May be the result of the show Growing the Beard, but if it's to the detriment of the work it may be a case of Jump the Shark, which in most cases means a show abandoned what helped make it good in the first place and replaced it with something worse, resulting in Seasonal Rot. Compare to Early Installment Weirdness, in which a newcoming series is trying to find its niche, and see Grandfather Clause and The Artifact, in which an element of the series which was important at one point no longer has such importance but cannot be dropped because it's so deeply engrained in the mythology.

See also Overused Running Gag, which may push an author to "outgrow" it as well.

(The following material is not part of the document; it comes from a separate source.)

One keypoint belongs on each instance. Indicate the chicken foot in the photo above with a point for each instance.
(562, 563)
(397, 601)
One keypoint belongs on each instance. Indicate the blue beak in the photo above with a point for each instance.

Examples of Outgrow the Trope include:

Anime and Manga

Comic Books

  • Many DC Comics had quite a bit of Americanitis and America Saves the Day-esque plots this ended after the comics becamse much more sophisticated and the cold war was no longer a factor.
  • The Sandman from straightish DCU-based Horror Tropes, to everything in the kitchen-sink-genre Mythopoeia starting with The Sound of Her Wings and rapidly moving along into Genre Busting after that. Neil Gaiman: what more do you need to say?
  • Less of an example of outgrowing a trope and more of perfecting upon it: Superman's Clark Kenting elements have drastically improved, starting in the 1970s within the comics and movies. The actual Clark Kenting page delves more into this, but in recent times the Paper-Thin Disguise Supes dons as Clark is actually justified.